Il Memorandum è stato sottoscritto a margine dell’incontro bilaterale tenutosi a Villa Pamphili a Roma tra la presidente del Consiglio, Giorgia Meloni, e l’Emiro del Qatar, Sheikh Tamim bin Hamad Al Thani, in visita ufficiale in Italia.
Joint venture
“Questo accordo sancisce la cooperazione tra le due aziende nel definire una possibile joint venture che porterà alla localizzazione della produzione in Qatar e alla fornitura di 40 unità radar Omega360;la produzione dei primi sistemi operativi è prevista entro la fine del 2026”, dichiaravano i manager di Leonardo.
Ignoto l’ammontare della commessa, ma secondo alcune fonti interpellate da Analisi Difesa, essa potrebbe avere un valore indicativo di un centinaio di milioni di euro per l’acquisto degli apparati radar, più le spese per il supporto tecnico-logistico, l’addestramento e la manutenzione per i quali sarà costituito in Qatar un Centro di eccellenza sempre in cooperazione con Barzan e le forze armate dell’Emirato“ con l’obiettivo di potenziare la capacità tecnologica locale e promuovere lo sviluppo di soluzioni all’avanguardia per la difesa aerea”.
Sistema innovativo
Fincantieri descrive Omega360 come un “innovativo sistema di sorveglianza a corto raggio in grado di coprire simultaneamente e con grande accuratezza tutti i 360 gradi”.
Particolarmente efficace contro micro e nano droni, grazie alla capacità di risoluzione dello spettro doppler integrata con algoritmi di intelligenza artificiale, il sistema radar garantirebbe ottime capacità di classificazione e identificazione a grande distanza dei bersagli aerei e di superficie (missili, piccole imbarcazioni, periscopi di sommergibili, micro droni e altri bersagli a ridotta segnatura radar).Omega360 è stato sviluppato presso i laboratori di Roma di Fincantieri NextTech.
Già al salone DIMDEX 2018 a Doha,Fincantieri e Barzan Holdings avevano firmato una lettera di intenti per studiare possibili forme di collaborazione negli ambiti della Coastal Defense Surveillance del Qatar.
Accrescere la partnership
Il 24 gennaio 2020 i due gruppi avevano poi sottoscritto un Memorandum of Understanding per “accrescere la partnership attraverso la valutazione e gli studi di nuove tecnologie e capacità” in vista dell’acquisizione di nuove unità navali di superficie e sottomarini.
Quattro anni primaFincantieri aveva ottenuto un maxi-contratto dalle Forze Armate del Qatar per la costruzione di sette navi militari e la fornitura di un ampio pacchetto di servizi di supporto, tra cui la formazione del personale, il supporto operativo e il supporto logistico integrato, l’addestramento tecnico per manutentori di base,ecc..
Il programma del valore di quasi 4 miliardi di euro prevedeva nello specifico la fornitura di quattro corvette, una nave anfibia (LPD – Landing Platform Dock) e due pattugliatori d’altura (OPV – Offshore Patrol Vessel).
Consegna imbarcazioni da guerra
Alla data odierna Fincantieri ha già consegnato alla Marina qatariota sei imbarcazioni da guerra; l’ultima è prevista entro la fine dell’anno.
I due pattugliatori hanno una lunghezza di circa 63 metri, una larghezza di 9,2 metri, una velocità massima di 30 nodi, e possono ospitare a bordo 38 persone di equipaggio.
Le corvette sono unità altamente flessibilicon capacità di assolvere a molteplici compiti, che vanno dal pattugliamento con capacità di soccorso in mare al ruolo di nave combattente.
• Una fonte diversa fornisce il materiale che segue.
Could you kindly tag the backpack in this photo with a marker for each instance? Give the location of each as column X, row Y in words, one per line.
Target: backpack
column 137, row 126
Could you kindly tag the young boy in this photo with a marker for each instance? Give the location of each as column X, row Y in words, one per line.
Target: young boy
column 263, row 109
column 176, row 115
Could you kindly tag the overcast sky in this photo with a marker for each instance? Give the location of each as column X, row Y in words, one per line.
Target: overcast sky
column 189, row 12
Lunghe circa 107 metri e larghe 14,70 metri, possono raggiungere una velocità massima di 28 nodi ed ospitare a bordo 112 persone, diversi battelli veloci gonfiabili e un elicottero NFH90.
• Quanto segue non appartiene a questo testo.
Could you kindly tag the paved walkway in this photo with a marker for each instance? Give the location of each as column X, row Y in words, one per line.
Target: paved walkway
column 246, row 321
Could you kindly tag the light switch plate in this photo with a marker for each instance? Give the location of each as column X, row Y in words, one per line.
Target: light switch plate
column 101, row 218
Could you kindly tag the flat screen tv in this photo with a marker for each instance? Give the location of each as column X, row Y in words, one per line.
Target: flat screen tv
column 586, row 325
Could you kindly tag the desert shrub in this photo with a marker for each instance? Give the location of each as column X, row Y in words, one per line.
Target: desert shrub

Il 24 gennaio 2023, presso lo stabilimento Fincantieri di Palermo, si è svolta la cerimonia di varo di “Al Fulk”, l’unità anfibia LPD, alla presenza del Vice primo ministro e ministro della Difesa del Qatar, H.E. Khalid bin Mohamed Al Attiyah, e del ministro della difesa italiano, Guido Crosetto.
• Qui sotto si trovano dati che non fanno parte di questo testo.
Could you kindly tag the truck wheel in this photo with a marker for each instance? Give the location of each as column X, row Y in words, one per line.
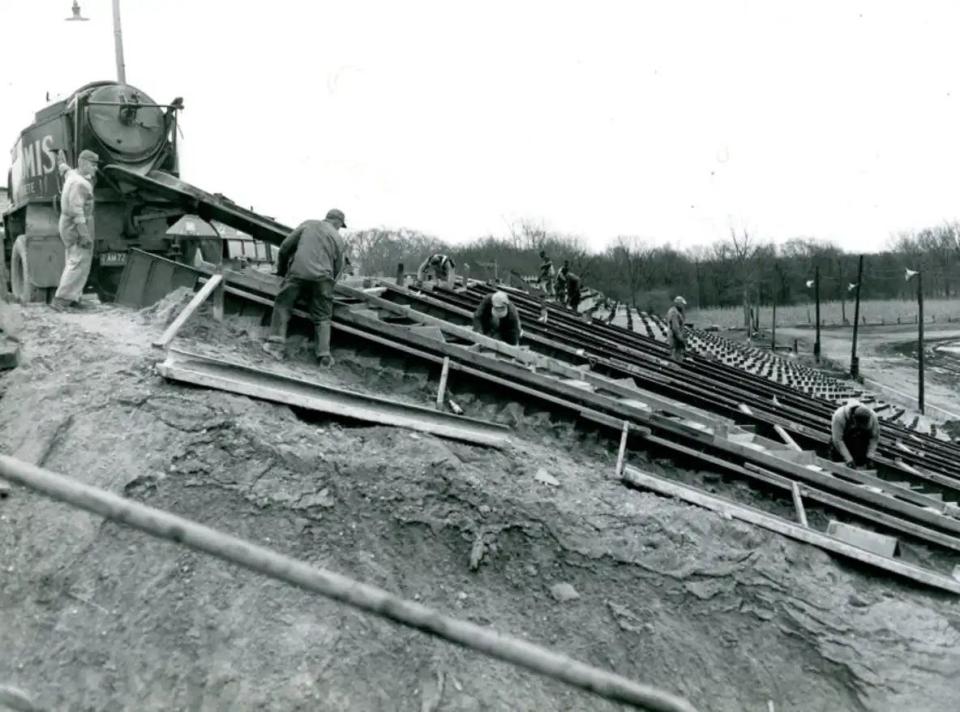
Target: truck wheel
column 20, row 284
L’imbarcazione LPD ha una lunghezza di circa 143 metri, una larghezza di 21,5 metri, una velocità di 20 nodi e può ospitare a bordo circa 550 persone. È dotata di due rampe carrabili e di un bacino interno allagabile in grado di ospitare un mezzo da sbarco che può essere dispiegato utilizzando un sistema di gru. Il ponte di volo è inoltre dimensionato per gli atterraggi e i decolli degli elicotteri NFH90.
Dentro i privati
I sistemi radar, da combattimento e missilistici di tutte le unità navali consegnate al Qatar sono stati progettati e prodotti da aziende controllate dalla holding Leonardo e da Elettronica S.p.A, altra importante società italiana del comparto militare. Per il loro acquisto l’emirato ha sborsato un altro miliardo di euro circa.
Vuoi contattare Africa ExPress? Manda un messaggio WhatsApp con il tuo nome e la tua regione (o Paese) di residenza al numero +39 345 211 73 43 e ti richiameremo.
Dal Nostro Corrispondente Sportivo Costantino Muscau
4 Novembre 2024
New York, New York… Per le atlete keniote la città icona degli Usa si è rivelata il giardino dell’Eden.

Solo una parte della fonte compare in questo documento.